Ce que la plupart des gens ignore cependant, c’est que cet hôpital, à travers son centre psychiatrique accueille aussi des toxicomanes.  Selon un article de Daniel Mbassa Menick et al. intitulé « Addictions chez l'africain en milieu hospitalier : bilan de 39 mois à la clinique psychiatrique de l'hôpital Jamot de Yaoundé » et publié dans le volume 51 de la revue scientifique « Perspectives Psy » (EDP Sciences, 2012/1, pages 54 à 62), Ils y arrivent pour certains en consultation suite à leurs consommations de  substances toxiques telles que le cannabis, les feuilles de tabac, l’opium… ;

 Ils y sont également suivis  après  le constat de l’effondrement général de leurs personnalités : apparition de psychoses, conduites hétéro-agressives en milieu familial (gestes agressifs, les bagarres physiques, les expressions verbales et insultes), troubles de conduites (vol, vente d’objets personnels ou familiaux), décrochage scolaire et mauvais résultats scolaires, actes médico légaux (toutes les constatations médicales des blessures causées par un tiers ou à un tiers), dépressions et tentatives de suicides…

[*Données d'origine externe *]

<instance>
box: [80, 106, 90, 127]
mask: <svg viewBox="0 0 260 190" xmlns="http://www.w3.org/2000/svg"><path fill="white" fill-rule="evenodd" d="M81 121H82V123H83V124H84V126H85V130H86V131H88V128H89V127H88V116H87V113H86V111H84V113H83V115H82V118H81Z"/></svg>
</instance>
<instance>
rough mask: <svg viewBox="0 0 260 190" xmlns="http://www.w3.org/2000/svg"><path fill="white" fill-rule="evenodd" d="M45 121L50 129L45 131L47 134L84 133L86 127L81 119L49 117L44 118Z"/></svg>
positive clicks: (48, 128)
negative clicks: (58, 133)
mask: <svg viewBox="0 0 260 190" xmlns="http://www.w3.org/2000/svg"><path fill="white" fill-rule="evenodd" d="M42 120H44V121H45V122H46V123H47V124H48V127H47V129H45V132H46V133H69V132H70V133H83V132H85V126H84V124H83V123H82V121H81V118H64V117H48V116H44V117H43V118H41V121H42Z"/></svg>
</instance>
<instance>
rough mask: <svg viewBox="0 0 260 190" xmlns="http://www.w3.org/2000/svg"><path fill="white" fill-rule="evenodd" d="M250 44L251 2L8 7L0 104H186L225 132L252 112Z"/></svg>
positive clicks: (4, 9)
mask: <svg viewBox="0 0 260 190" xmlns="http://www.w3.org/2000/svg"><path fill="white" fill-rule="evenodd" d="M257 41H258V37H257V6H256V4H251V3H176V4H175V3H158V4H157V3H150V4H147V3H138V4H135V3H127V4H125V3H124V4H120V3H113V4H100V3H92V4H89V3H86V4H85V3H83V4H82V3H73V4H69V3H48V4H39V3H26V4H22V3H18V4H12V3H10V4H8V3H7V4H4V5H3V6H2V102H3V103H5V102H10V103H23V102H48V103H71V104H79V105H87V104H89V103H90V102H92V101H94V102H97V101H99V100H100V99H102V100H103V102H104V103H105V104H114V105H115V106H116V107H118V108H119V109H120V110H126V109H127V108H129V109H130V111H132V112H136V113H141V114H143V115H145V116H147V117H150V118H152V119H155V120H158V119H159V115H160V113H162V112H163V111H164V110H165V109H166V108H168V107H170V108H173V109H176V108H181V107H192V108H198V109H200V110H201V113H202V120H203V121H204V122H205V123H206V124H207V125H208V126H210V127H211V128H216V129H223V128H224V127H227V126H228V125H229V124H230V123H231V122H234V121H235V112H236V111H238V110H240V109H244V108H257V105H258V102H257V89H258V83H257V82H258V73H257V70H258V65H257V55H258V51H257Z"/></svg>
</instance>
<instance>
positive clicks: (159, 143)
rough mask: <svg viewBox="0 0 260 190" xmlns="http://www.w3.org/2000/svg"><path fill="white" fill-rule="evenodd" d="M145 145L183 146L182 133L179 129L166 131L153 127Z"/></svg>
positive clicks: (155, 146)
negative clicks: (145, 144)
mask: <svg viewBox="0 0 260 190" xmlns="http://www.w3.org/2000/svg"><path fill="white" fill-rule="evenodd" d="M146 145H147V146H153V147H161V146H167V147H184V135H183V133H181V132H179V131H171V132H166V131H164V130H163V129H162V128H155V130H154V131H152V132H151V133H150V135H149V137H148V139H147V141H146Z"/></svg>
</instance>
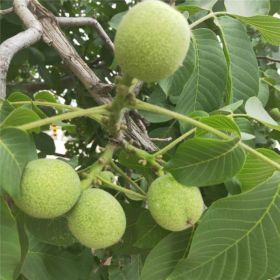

D’une manière générale, c’est lors de la consultation,  en échangeant avec un psychiatre que ce dernier déterminera le type de prise en charge à appliquer au patient.  Tout dépend du type de troubles cliniques (céphalées, irritabilité, agressivité, anxiété, agitation, insomnie,difficultés de concentration, souffrance morale) ou de troubles psychiatriques  (psychique, schizophrénie, bouffée délirante, dépression, Syndrome amotivationnel) décelé.

La même étude révèle en outre que la prise en charge peut être ambulatoire (implique la prise en charge médicale d'un patient, sans hospitalisation, ou d'une durée de quelques heures) ou dans les cas extrêmes, nécessiter une hospitalisation.